Ernest Hemingway’s History in Northern Michigan
Ernest Hemingway, a Pulitzer Prize winner and one of America’s most important authors, spent the first 22 summers of his life in Northern Michigan. It was there among the Northern Michigan woods and waters Hemingway developed a love for the outdoors that inspired much of his writing.
Hemingway was born in Oakfield, IL in 1899 to Clarence and Grace Hemingway. Not long after his birth, his parents built Windemere Cottage on Walloon Lake as a summer home for the family. Hemingway relatives still maintain Windemere Cottage as a private residence. While the cottage is not open to the public, fans can eat dinner at Walloon Lake Inn, where Hemingway is rumored to have slept.
In 1921 Hemingway married Hadley Richardson. Originally from St. Louis, Richardson met Hemingway in Chicago through mutual friends. Hemingway wanted to have the wedding in the place he loved so well, Northern Michigan. The ceremony was held at the Methodist Church in Horton Bay. (The original church building where the Hemingways married no longer exists.) After the wedding dinner, the couple took a boat from the Walloon Lake boat launch across the lake to Windemere Cottage where they spent their honeymoon. The boat launch is mentioned in “Wedding Day,” one of Hemingway’s Nick Adams stories.
Many of Hemingway’s writings are semi-autobiographical and draw on the locations in Northern Michigan where he spent summers hiking and fishing as a young man. Readers may recognize the village of Horton Bay, on Lake Charlevoix. Hemingway’s story “Up in Michigan” mentions the Red Fox Inn in Horton Bay. Today, the inn is home to a bookstore dedicated to Hemingway’s works and memorabilia. Next door, the Horton Bay General Store is featured in the same story. There you can enjoy a coffee on the porch once graced by Hemingway himself. Nearby is Horton Creek, a place Hemingway fished as a young man and later wrote about.

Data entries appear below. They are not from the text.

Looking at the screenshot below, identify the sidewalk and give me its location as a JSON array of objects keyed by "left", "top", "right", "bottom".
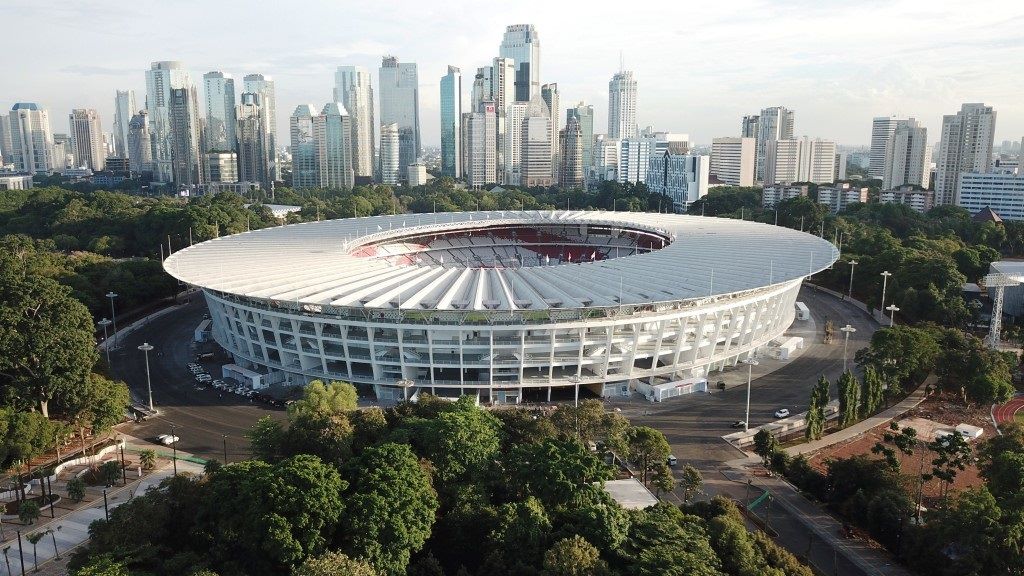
[{"left": 0, "top": 439, "right": 203, "bottom": 575}]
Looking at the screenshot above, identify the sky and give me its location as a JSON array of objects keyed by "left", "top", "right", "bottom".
[{"left": 0, "top": 0, "right": 1024, "bottom": 146}]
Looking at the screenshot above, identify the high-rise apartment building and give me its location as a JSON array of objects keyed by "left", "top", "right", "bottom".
[
  {"left": 380, "top": 56, "right": 422, "bottom": 179},
  {"left": 541, "top": 83, "right": 562, "bottom": 183},
  {"left": 7, "top": 102, "right": 53, "bottom": 174},
  {"left": 754, "top": 107, "right": 794, "bottom": 183},
  {"left": 565, "top": 101, "right": 594, "bottom": 184},
  {"left": 498, "top": 24, "right": 541, "bottom": 101},
  {"left": 234, "top": 92, "right": 273, "bottom": 192},
  {"left": 145, "top": 60, "right": 197, "bottom": 182},
  {"left": 867, "top": 116, "right": 899, "bottom": 180},
  {"left": 872, "top": 118, "right": 932, "bottom": 190},
  {"left": 440, "top": 66, "right": 463, "bottom": 178},
  {"left": 167, "top": 87, "right": 205, "bottom": 190},
  {"left": 114, "top": 90, "right": 138, "bottom": 158},
  {"left": 608, "top": 71, "right": 639, "bottom": 139},
  {"left": 558, "top": 114, "right": 584, "bottom": 189},
  {"left": 935, "top": 104, "right": 995, "bottom": 204},
  {"left": 379, "top": 122, "right": 401, "bottom": 186},
  {"left": 465, "top": 100, "right": 498, "bottom": 189},
  {"left": 68, "top": 108, "right": 106, "bottom": 172},
  {"left": 334, "top": 66, "right": 377, "bottom": 178},
  {"left": 313, "top": 102, "right": 355, "bottom": 189},
  {"left": 519, "top": 95, "right": 552, "bottom": 188},
  {"left": 203, "top": 72, "right": 236, "bottom": 152},
  {"left": 289, "top": 104, "right": 319, "bottom": 189},
  {"left": 242, "top": 74, "right": 278, "bottom": 180}
]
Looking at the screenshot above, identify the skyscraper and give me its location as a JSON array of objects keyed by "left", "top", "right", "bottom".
[
  {"left": 465, "top": 101, "right": 498, "bottom": 189},
  {"left": 519, "top": 95, "right": 552, "bottom": 188},
  {"left": 541, "top": 83, "right": 562, "bottom": 183},
  {"left": 440, "top": 66, "right": 462, "bottom": 178},
  {"left": 867, "top": 116, "right": 898, "bottom": 180},
  {"left": 114, "top": 90, "right": 138, "bottom": 158},
  {"left": 380, "top": 122, "right": 401, "bottom": 186},
  {"left": 167, "top": 87, "right": 205, "bottom": 190},
  {"left": 234, "top": 92, "right": 273, "bottom": 192},
  {"left": 380, "top": 56, "right": 422, "bottom": 178},
  {"left": 8, "top": 102, "right": 52, "bottom": 174},
  {"left": 754, "top": 107, "right": 794, "bottom": 183},
  {"left": 882, "top": 118, "right": 932, "bottom": 190},
  {"left": 242, "top": 74, "right": 278, "bottom": 180},
  {"left": 498, "top": 24, "right": 541, "bottom": 101},
  {"left": 145, "top": 61, "right": 193, "bottom": 182},
  {"left": 289, "top": 104, "right": 319, "bottom": 189},
  {"left": 935, "top": 104, "right": 995, "bottom": 204},
  {"left": 565, "top": 101, "right": 594, "bottom": 184},
  {"left": 128, "top": 110, "right": 153, "bottom": 174},
  {"left": 558, "top": 113, "right": 584, "bottom": 189},
  {"left": 68, "top": 108, "right": 106, "bottom": 172},
  {"left": 203, "top": 72, "right": 236, "bottom": 152},
  {"left": 313, "top": 102, "right": 355, "bottom": 189},
  {"left": 334, "top": 66, "right": 377, "bottom": 178}
]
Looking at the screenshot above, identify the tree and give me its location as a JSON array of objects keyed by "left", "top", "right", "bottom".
[
  {"left": 68, "top": 478, "right": 85, "bottom": 504},
  {"left": 681, "top": 464, "right": 703, "bottom": 502},
  {"left": 804, "top": 374, "right": 830, "bottom": 440},
  {"left": 292, "top": 551, "right": 379, "bottom": 576},
  {"left": 246, "top": 416, "right": 285, "bottom": 462},
  {"left": 838, "top": 370, "right": 860, "bottom": 427},
  {"left": 343, "top": 444, "right": 438, "bottom": 575},
  {"left": 626, "top": 426, "right": 672, "bottom": 485},
  {"left": 138, "top": 449, "right": 157, "bottom": 470},
  {"left": 544, "top": 535, "right": 608, "bottom": 576},
  {"left": 754, "top": 428, "right": 778, "bottom": 467},
  {"left": 288, "top": 380, "right": 358, "bottom": 418}
]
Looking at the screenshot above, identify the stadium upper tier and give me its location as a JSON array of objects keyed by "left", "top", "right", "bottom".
[{"left": 164, "top": 211, "right": 838, "bottom": 311}]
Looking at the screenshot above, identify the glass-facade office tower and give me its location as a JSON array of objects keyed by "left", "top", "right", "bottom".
[
  {"left": 203, "top": 72, "right": 238, "bottom": 152},
  {"left": 334, "top": 66, "right": 377, "bottom": 177},
  {"left": 440, "top": 66, "right": 462, "bottom": 178},
  {"left": 380, "top": 56, "right": 422, "bottom": 179}
]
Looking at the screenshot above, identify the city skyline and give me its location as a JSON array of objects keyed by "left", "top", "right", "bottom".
[{"left": 6, "top": 0, "right": 1024, "bottom": 147}]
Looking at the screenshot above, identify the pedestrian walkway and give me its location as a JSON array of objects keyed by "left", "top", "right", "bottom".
[
  {"left": 785, "top": 374, "right": 938, "bottom": 456},
  {"left": 0, "top": 439, "right": 203, "bottom": 576}
]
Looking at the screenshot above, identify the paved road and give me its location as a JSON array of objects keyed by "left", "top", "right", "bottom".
[{"left": 111, "top": 294, "right": 284, "bottom": 461}]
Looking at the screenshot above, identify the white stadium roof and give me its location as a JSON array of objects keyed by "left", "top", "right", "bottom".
[{"left": 164, "top": 211, "right": 839, "bottom": 311}]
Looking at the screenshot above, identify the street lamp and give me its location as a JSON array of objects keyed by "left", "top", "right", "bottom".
[
  {"left": 104, "top": 290, "right": 118, "bottom": 346},
  {"left": 840, "top": 324, "right": 857, "bottom": 373},
  {"left": 879, "top": 270, "right": 893, "bottom": 315},
  {"left": 138, "top": 342, "right": 154, "bottom": 411},
  {"left": 886, "top": 304, "right": 899, "bottom": 328},
  {"left": 96, "top": 318, "right": 111, "bottom": 366},
  {"left": 743, "top": 358, "right": 758, "bottom": 431},
  {"left": 850, "top": 260, "right": 857, "bottom": 300}
]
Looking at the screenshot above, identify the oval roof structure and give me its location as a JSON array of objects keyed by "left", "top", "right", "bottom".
[{"left": 164, "top": 211, "right": 839, "bottom": 311}]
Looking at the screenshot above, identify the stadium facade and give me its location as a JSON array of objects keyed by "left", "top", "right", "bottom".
[{"left": 164, "top": 211, "right": 839, "bottom": 403}]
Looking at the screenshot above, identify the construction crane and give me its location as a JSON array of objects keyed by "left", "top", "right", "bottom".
[{"left": 985, "top": 273, "right": 1024, "bottom": 348}]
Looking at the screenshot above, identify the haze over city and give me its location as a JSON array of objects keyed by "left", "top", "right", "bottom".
[{"left": 8, "top": 0, "right": 1024, "bottom": 146}]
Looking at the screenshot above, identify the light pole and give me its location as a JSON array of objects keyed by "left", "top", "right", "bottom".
[
  {"left": 138, "top": 342, "right": 154, "bottom": 411},
  {"left": 886, "top": 304, "right": 899, "bottom": 328},
  {"left": 96, "top": 318, "right": 111, "bottom": 367},
  {"left": 840, "top": 324, "right": 857, "bottom": 373},
  {"left": 743, "top": 358, "right": 758, "bottom": 431},
  {"left": 879, "top": 270, "right": 893, "bottom": 316},
  {"left": 104, "top": 290, "right": 118, "bottom": 347},
  {"left": 850, "top": 260, "right": 857, "bottom": 300}
]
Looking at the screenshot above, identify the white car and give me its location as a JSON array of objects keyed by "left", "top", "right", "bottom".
[{"left": 157, "top": 434, "right": 181, "bottom": 446}]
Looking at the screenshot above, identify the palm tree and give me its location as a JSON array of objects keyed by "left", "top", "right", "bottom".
[{"left": 25, "top": 532, "right": 45, "bottom": 572}]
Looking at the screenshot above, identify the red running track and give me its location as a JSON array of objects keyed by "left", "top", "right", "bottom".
[{"left": 992, "top": 397, "right": 1024, "bottom": 424}]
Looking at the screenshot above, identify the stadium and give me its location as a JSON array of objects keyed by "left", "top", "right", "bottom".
[{"left": 164, "top": 211, "right": 838, "bottom": 403}]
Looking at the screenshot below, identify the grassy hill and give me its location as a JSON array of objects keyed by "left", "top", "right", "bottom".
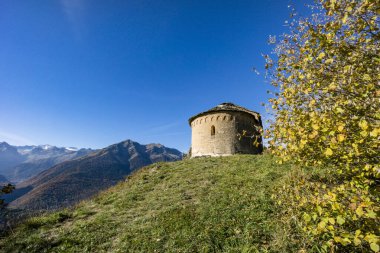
[{"left": 0, "top": 155, "right": 298, "bottom": 252}]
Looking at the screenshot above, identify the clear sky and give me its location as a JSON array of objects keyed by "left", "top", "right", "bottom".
[{"left": 0, "top": 0, "right": 312, "bottom": 151}]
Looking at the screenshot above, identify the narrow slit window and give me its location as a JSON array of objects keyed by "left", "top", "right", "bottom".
[{"left": 211, "top": 126, "right": 215, "bottom": 135}]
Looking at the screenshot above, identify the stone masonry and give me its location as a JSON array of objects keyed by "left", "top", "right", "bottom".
[{"left": 189, "top": 103, "right": 263, "bottom": 157}]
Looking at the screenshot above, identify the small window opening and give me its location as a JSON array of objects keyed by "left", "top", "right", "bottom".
[{"left": 211, "top": 126, "right": 215, "bottom": 135}]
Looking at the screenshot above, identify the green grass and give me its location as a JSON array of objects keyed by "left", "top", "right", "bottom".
[{"left": 0, "top": 155, "right": 292, "bottom": 253}]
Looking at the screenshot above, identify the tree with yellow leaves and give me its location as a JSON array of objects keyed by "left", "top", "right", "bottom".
[{"left": 266, "top": 0, "right": 380, "bottom": 252}]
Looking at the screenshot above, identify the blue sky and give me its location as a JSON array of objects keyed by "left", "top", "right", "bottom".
[{"left": 0, "top": 0, "right": 312, "bottom": 151}]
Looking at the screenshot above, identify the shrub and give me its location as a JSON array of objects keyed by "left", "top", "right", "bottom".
[{"left": 266, "top": 0, "right": 380, "bottom": 252}]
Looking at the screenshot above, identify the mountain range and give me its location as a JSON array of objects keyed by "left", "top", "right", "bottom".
[
  {"left": 5, "top": 140, "right": 183, "bottom": 210},
  {"left": 0, "top": 142, "right": 95, "bottom": 183}
]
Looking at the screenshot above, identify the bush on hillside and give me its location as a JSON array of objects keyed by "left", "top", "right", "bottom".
[{"left": 266, "top": 0, "right": 380, "bottom": 252}]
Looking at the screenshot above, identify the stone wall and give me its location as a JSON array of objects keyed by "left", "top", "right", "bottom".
[{"left": 191, "top": 111, "right": 261, "bottom": 157}]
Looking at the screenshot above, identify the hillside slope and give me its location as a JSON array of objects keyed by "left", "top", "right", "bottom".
[
  {"left": 0, "top": 155, "right": 291, "bottom": 252},
  {"left": 6, "top": 140, "right": 182, "bottom": 210}
]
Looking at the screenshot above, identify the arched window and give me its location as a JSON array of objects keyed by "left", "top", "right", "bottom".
[{"left": 211, "top": 126, "right": 215, "bottom": 135}]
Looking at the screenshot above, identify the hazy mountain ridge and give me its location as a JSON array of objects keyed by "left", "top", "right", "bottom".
[
  {"left": 8, "top": 140, "right": 183, "bottom": 210},
  {"left": 0, "top": 142, "right": 95, "bottom": 183}
]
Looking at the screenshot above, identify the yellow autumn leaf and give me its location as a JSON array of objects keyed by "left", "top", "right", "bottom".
[
  {"left": 318, "top": 52, "right": 326, "bottom": 59},
  {"left": 370, "top": 242, "right": 380, "bottom": 252},
  {"left": 337, "top": 134, "right": 346, "bottom": 142},
  {"left": 359, "top": 119, "right": 368, "bottom": 130},
  {"left": 325, "top": 148, "right": 333, "bottom": 156}
]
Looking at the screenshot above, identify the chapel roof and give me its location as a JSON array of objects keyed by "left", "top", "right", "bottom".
[{"left": 189, "top": 103, "right": 260, "bottom": 124}]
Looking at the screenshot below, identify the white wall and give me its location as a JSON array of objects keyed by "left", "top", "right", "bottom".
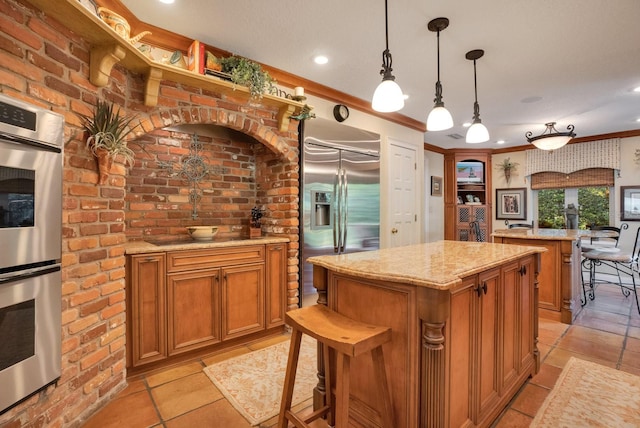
[
  {"left": 422, "top": 151, "right": 444, "bottom": 242},
  {"left": 300, "top": 93, "right": 425, "bottom": 248}
]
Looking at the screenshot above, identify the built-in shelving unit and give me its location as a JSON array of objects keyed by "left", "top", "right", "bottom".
[
  {"left": 444, "top": 149, "right": 492, "bottom": 242},
  {"left": 29, "top": 0, "right": 305, "bottom": 131}
]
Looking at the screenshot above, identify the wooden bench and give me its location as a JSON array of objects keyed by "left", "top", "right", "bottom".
[{"left": 278, "top": 305, "right": 393, "bottom": 428}]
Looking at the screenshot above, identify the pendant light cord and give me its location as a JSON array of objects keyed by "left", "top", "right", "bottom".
[{"left": 380, "top": 0, "right": 395, "bottom": 80}]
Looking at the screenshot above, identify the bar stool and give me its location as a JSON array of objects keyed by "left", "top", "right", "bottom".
[{"left": 278, "top": 305, "right": 393, "bottom": 428}]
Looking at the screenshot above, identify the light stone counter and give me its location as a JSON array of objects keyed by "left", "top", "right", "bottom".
[
  {"left": 307, "top": 241, "right": 545, "bottom": 290},
  {"left": 308, "top": 241, "right": 545, "bottom": 428},
  {"left": 125, "top": 236, "right": 289, "bottom": 254}
]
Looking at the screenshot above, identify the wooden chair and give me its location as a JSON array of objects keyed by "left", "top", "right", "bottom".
[{"left": 278, "top": 305, "right": 393, "bottom": 428}]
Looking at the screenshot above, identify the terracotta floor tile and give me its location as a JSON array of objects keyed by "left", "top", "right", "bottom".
[
  {"left": 559, "top": 325, "right": 624, "bottom": 349},
  {"left": 544, "top": 348, "right": 616, "bottom": 368},
  {"left": 146, "top": 361, "right": 203, "bottom": 388},
  {"left": 202, "top": 346, "right": 251, "bottom": 366},
  {"left": 529, "top": 364, "right": 562, "bottom": 389},
  {"left": 249, "top": 335, "right": 291, "bottom": 351},
  {"left": 627, "top": 327, "right": 640, "bottom": 339},
  {"left": 492, "top": 409, "right": 533, "bottom": 428},
  {"left": 118, "top": 377, "right": 147, "bottom": 397},
  {"left": 622, "top": 350, "right": 640, "bottom": 369},
  {"left": 557, "top": 336, "right": 622, "bottom": 363},
  {"left": 165, "top": 400, "right": 251, "bottom": 428},
  {"left": 511, "top": 384, "right": 551, "bottom": 417},
  {"left": 83, "top": 391, "right": 161, "bottom": 428},
  {"left": 624, "top": 337, "right": 640, "bottom": 352},
  {"left": 151, "top": 371, "right": 223, "bottom": 420}
]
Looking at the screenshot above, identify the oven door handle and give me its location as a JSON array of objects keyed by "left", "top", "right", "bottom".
[{"left": 0, "top": 263, "right": 61, "bottom": 285}]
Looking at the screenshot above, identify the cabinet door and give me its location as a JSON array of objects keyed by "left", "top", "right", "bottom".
[
  {"left": 265, "top": 244, "right": 287, "bottom": 328},
  {"left": 448, "top": 276, "right": 479, "bottom": 427},
  {"left": 222, "top": 264, "right": 265, "bottom": 340},
  {"left": 476, "top": 268, "right": 500, "bottom": 423},
  {"left": 128, "top": 253, "right": 167, "bottom": 367},
  {"left": 498, "top": 262, "right": 521, "bottom": 393},
  {"left": 517, "top": 256, "right": 538, "bottom": 373},
  {"left": 167, "top": 269, "right": 220, "bottom": 355}
]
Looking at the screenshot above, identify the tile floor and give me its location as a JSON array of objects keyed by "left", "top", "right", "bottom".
[{"left": 84, "top": 284, "right": 640, "bottom": 428}]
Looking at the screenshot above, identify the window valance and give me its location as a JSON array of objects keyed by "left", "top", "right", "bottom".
[{"left": 524, "top": 138, "right": 620, "bottom": 176}]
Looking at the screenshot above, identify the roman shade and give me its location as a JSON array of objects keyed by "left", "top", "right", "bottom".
[{"left": 524, "top": 138, "right": 620, "bottom": 176}]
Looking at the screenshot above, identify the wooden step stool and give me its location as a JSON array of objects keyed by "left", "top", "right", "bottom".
[{"left": 278, "top": 305, "right": 393, "bottom": 428}]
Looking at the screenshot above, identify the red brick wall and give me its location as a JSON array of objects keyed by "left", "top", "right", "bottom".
[{"left": 0, "top": 0, "right": 298, "bottom": 428}]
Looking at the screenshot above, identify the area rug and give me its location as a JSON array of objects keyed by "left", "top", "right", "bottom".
[
  {"left": 203, "top": 335, "right": 318, "bottom": 426},
  {"left": 530, "top": 357, "right": 640, "bottom": 428}
]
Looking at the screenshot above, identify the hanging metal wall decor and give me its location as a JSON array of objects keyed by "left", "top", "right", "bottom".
[{"left": 158, "top": 134, "right": 223, "bottom": 220}]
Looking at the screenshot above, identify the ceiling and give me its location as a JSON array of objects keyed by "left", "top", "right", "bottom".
[{"left": 121, "top": 0, "right": 640, "bottom": 149}]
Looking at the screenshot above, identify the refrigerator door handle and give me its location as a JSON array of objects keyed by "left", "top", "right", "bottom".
[
  {"left": 340, "top": 169, "right": 349, "bottom": 253},
  {"left": 331, "top": 170, "right": 340, "bottom": 253}
]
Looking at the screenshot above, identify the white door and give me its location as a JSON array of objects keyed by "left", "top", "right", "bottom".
[{"left": 386, "top": 142, "right": 420, "bottom": 247}]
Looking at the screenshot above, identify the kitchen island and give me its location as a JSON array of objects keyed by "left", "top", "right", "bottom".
[
  {"left": 492, "top": 228, "right": 592, "bottom": 324},
  {"left": 308, "top": 241, "right": 545, "bottom": 428}
]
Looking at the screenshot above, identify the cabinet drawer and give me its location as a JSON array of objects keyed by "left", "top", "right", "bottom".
[{"left": 167, "top": 245, "right": 264, "bottom": 272}]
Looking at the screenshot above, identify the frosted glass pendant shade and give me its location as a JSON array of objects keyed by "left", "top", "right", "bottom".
[
  {"left": 531, "top": 136, "right": 571, "bottom": 150},
  {"left": 427, "top": 107, "right": 453, "bottom": 131},
  {"left": 466, "top": 122, "right": 489, "bottom": 144},
  {"left": 371, "top": 79, "right": 404, "bottom": 113}
]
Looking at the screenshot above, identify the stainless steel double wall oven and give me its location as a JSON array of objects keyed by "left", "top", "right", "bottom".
[{"left": 0, "top": 94, "right": 64, "bottom": 413}]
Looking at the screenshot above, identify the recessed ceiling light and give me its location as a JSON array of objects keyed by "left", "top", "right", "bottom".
[{"left": 313, "top": 55, "right": 329, "bottom": 65}]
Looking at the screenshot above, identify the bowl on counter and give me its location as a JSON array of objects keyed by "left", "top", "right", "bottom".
[{"left": 187, "top": 226, "right": 218, "bottom": 241}]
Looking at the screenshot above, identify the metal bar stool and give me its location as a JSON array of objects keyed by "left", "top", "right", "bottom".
[{"left": 278, "top": 305, "right": 393, "bottom": 428}]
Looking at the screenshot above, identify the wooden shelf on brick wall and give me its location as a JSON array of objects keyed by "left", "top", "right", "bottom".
[{"left": 28, "top": 0, "right": 305, "bottom": 131}]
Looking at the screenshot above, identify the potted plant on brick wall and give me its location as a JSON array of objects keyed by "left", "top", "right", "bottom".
[
  {"left": 249, "top": 207, "right": 262, "bottom": 238},
  {"left": 78, "top": 100, "right": 139, "bottom": 184}
]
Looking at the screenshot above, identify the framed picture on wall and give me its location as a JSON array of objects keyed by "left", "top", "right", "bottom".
[
  {"left": 431, "top": 175, "right": 442, "bottom": 196},
  {"left": 620, "top": 186, "right": 640, "bottom": 221},
  {"left": 496, "top": 187, "right": 527, "bottom": 220}
]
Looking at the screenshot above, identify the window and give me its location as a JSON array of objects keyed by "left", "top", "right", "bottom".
[{"left": 534, "top": 186, "right": 614, "bottom": 229}]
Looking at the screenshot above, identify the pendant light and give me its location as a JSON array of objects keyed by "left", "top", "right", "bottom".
[
  {"left": 524, "top": 122, "right": 576, "bottom": 150},
  {"left": 371, "top": 0, "right": 404, "bottom": 113},
  {"left": 427, "top": 18, "right": 453, "bottom": 131},
  {"left": 465, "top": 49, "right": 489, "bottom": 144}
]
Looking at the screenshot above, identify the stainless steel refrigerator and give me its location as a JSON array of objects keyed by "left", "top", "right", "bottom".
[{"left": 300, "top": 118, "right": 380, "bottom": 303}]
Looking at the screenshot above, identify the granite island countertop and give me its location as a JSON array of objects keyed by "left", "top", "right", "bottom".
[
  {"left": 307, "top": 241, "right": 546, "bottom": 289},
  {"left": 125, "top": 236, "right": 289, "bottom": 254}
]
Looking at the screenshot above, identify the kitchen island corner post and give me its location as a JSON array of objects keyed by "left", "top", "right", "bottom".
[
  {"left": 418, "top": 288, "right": 451, "bottom": 427},
  {"left": 313, "top": 265, "right": 328, "bottom": 410}
]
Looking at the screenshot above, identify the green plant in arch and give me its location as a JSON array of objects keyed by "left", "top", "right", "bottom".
[
  {"left": 218, "top": 56, "right": 276, "bottom": 98},
  {"left": 78, "top": 100, "right": 138, "bottom": 165}
]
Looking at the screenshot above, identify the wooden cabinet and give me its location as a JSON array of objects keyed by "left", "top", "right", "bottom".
[
  {"left": 128, "top": 243, "right": 287, "bottom": 367},
  {"left": 456, "top": 205, "right": 491, "bottom": 242},
  {"left": 220, "top": 264, "right": 265, "bottom": 340},
  {"left": 314, "top": 247, "right": 540, "bottom": 428},
  {"left": 127, "top": 253, "right": 167, "bottom": 366},
  {"left": 265, "top": 244, "right": 287, "bottom": 328},
  {"left": 493, "top": 234, "right": 582, "bottom": 324},
  {"left": 447, "top": 257, "right": 537, "bottom": 427},
  {"left": 444, "top": 149, "right": 492, "bottom": 242},
  {"left": 166, "top": 269, "right": 221, "bottom": 355}
]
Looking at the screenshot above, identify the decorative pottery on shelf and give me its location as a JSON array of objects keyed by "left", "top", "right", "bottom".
[
  {"left": 187, "top": 226, "right": 218, "bottom": 241},
  {"left": 98, "top": 7, "right": 151, "bottom": 44}
]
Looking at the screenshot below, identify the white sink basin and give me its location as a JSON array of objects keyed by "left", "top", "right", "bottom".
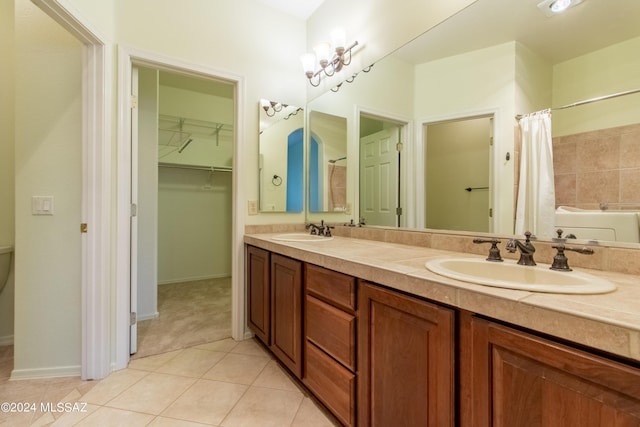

There are many Hemingway landmarks in Petoskey, Michigan as well. In Petoskey, Hemingway stayed at Stafford’s Perry Hotel in 1916, the last stop on a hiking and camping trip from Chicago before going to Windemere Cottage. Hemingway often returned to Stafford’s Perry Hotel to dine and enjoy the veranda. Today, the annual conference of the Michigan Hemingway Society is held at Stafford’s.
A few years later instead of going back to Chicago, Hemingway decided to stay in Petoskey for the winter of 1919-20. He rented a room at Potter’s Rooming House on State Street, a more comfortable place better suited to winter weather than his family’s summer home. The building still stands but is now a private residence. That winter is considered pivotal in Hemingway’s writing career. It was at Potter’s where Hemingway began typing stories for magazine submission. Those first stories were all rejected, but they sparked a career that would later earn him the Nobel Prize in literature in 1954 for “The Old Man and the Sea,” for which he also won a Pulitzer Prize.
That same winter, Hemingway also spent time in the Bay View community at Evelyn Hall. A women’s dormitory that was unoccupied in the winter, he went there to avoid distractions from friends who frequently interrupted his writing efforts.